Source – Sanofi
On 20 June 2023 in Paris, Sanofi reports that the International Chamber of Commerce tribunal has rejected Boehringer Ingelheim’s demand for indemnity against the pharmaceutical company and has ruled that Sanofi is not responsible for covering Boehringer Ingelheim’s possible damages resulting from the continuing Zantac case in the United States. This judgment is final and not subject to review.
This is significant because Sanofi continues to believe that the defense of the underlying US Zantac case is highly solid. The claims made against GSK, Pfizer, Boehringer Ingelheim, Sanofi, and other defendants in the US action are not supported by any credible scientific proof that Zantac causes the purported ailments. The active component of Zantac, ranitidine, has not been linked to any cases of cancer, according to analyses of the data conducted by the European Medicines Agency and the Food and Drug Administration.
This was significantly reaffirmed in December 2022, when a US federal court designated to oversee all federal lawsuits in the United States (“MDL”) concluded that plaintiffs lacked solid scientific proof that ranitidine can result in any of the plaintiffs’ claimed ailments. The exhaustive decision supported Sanofi’s scientific defenses, proving that there is no solid proof of causation for any cancer kinds, despite what the plaintiffs claimed to be the strongest cases. Sanofi thinks there is a slim chance that plaintiffs will be successful in their appeal of the MDL decision. Tens of thousands of claimants who were once involved in this MDL case made the decision to drop their lawsuits or to withdraw from the MDL early, either by filing in state court or by not filing at all.

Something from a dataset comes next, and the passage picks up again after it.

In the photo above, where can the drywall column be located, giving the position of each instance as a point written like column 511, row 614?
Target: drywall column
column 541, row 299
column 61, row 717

GSK introduced Zantac as a prescription drug in the United States in 1983 (GSK marketed the Rx version until 2017). GSK introduced an over-the-counter version of their 75 mg Zantac composition in 1995. Ranitidine went generic and on the market in 1997. Pfizer purchased the OTC rights in 1998, and in 2004 it also introduced a 150mg version of the medicine. The OTC rights for Zantac in the United States were purchased by BI in 2006, then Sanofi bought them in January 2017.
Despite the lack of scientific support, lawsuits alleging that Zantac caused numerous malignancies were filed in US courts within days of the FDA’s September 2019 pronouncement. These cases included Sanofi as well as GSK, Pfizer, Boehringer Ingelheim, and several generic drug producers, merchants, and distributors.
As part of the January 2017 trade of Sanofi’s Animal Health division for Boehringer Ingelheim’s Consumer Health Care business, contractual indemnity obligations were made between Sanofi and BI that gave rise to the arbitration dispute. There is no proof that Zantac usage in the real world caused any NDMA contamination to damage consumers.